Rating - 6 out of 10

Orlando, a sort of fictional biography, recounts the life of a young man who begins as a handsome courtier in Queen Elizabeth I's court. Hundreds of years later, he is (well for one thing, inexplicably still alive) transformed into a married, middle-aged woman.
Woolf published this book in 1928, when writing a story about a transvestite - before the word even existed - would have been highly controversial. The book is assumed to be based upon her love affair with Vita Sackville-West, which was the main reason that I had been so eager to read it.
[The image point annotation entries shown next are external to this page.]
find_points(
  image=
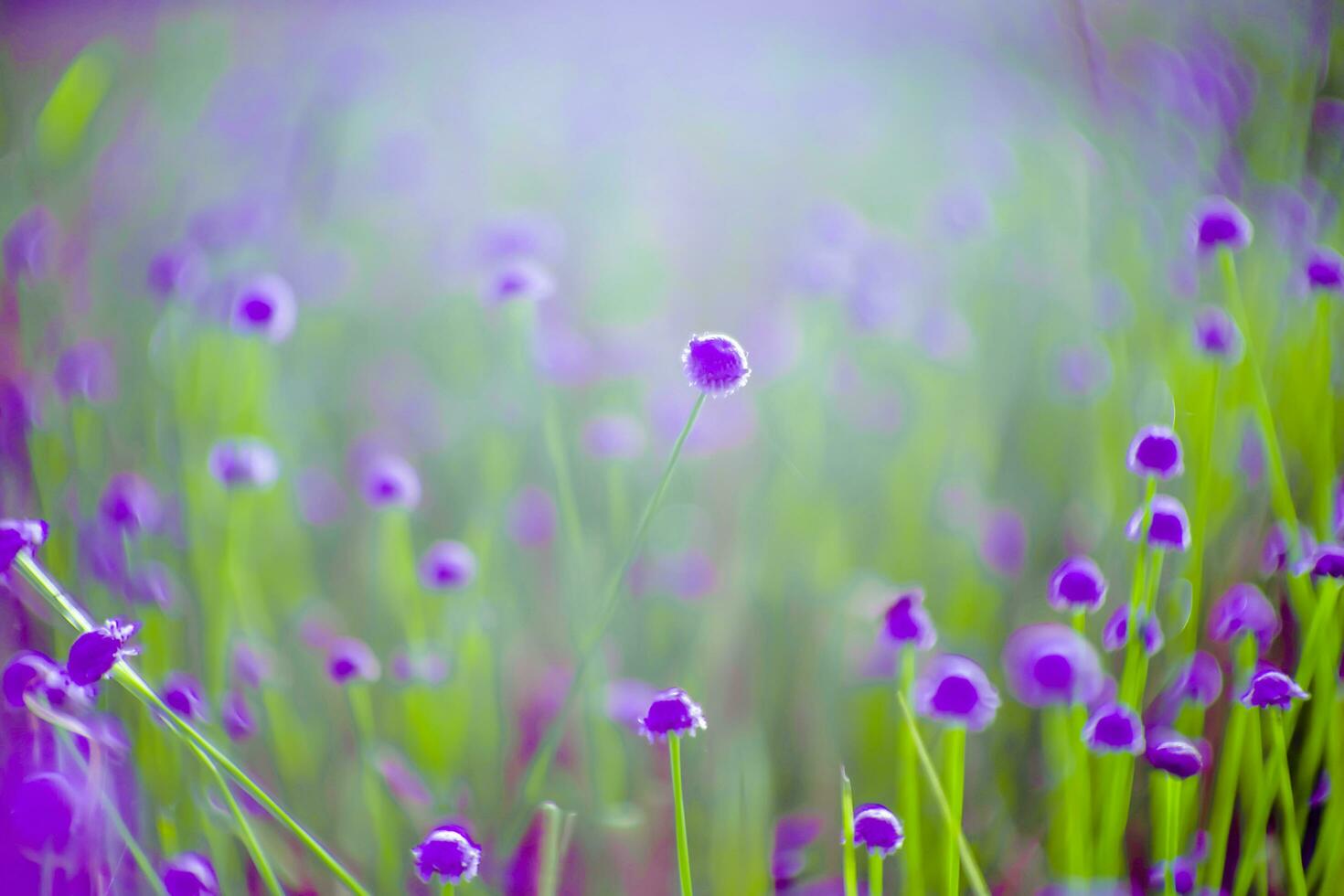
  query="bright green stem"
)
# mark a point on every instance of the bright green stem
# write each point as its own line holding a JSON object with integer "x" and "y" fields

Though I was of course swept away by Woolf's aloof, and yet delicately intimate writing style, it was not so much that I could resist forming quite a few practical questions about the story. One day, Orlando simply is described as, "now certainly a woman." How did this come about? What did Orlando think of this? Events in the story do, of course, hint answers to these questions, but nothing is ever expressed concretely. I often felt confused about Orlando, not sure how to picture him/her, and unsure of his identity or state of mind. She leaves much to assumption and imagination, and the plot is loosely held together by the main character's lifespan. The book wanders through time, much like the character herself / himself.
The wording of "Orlando" is gorgeous - rippling along in metaphors and comparisons of poetic license, hazy and dream-like.

A beautiful book unlike any other that I have read.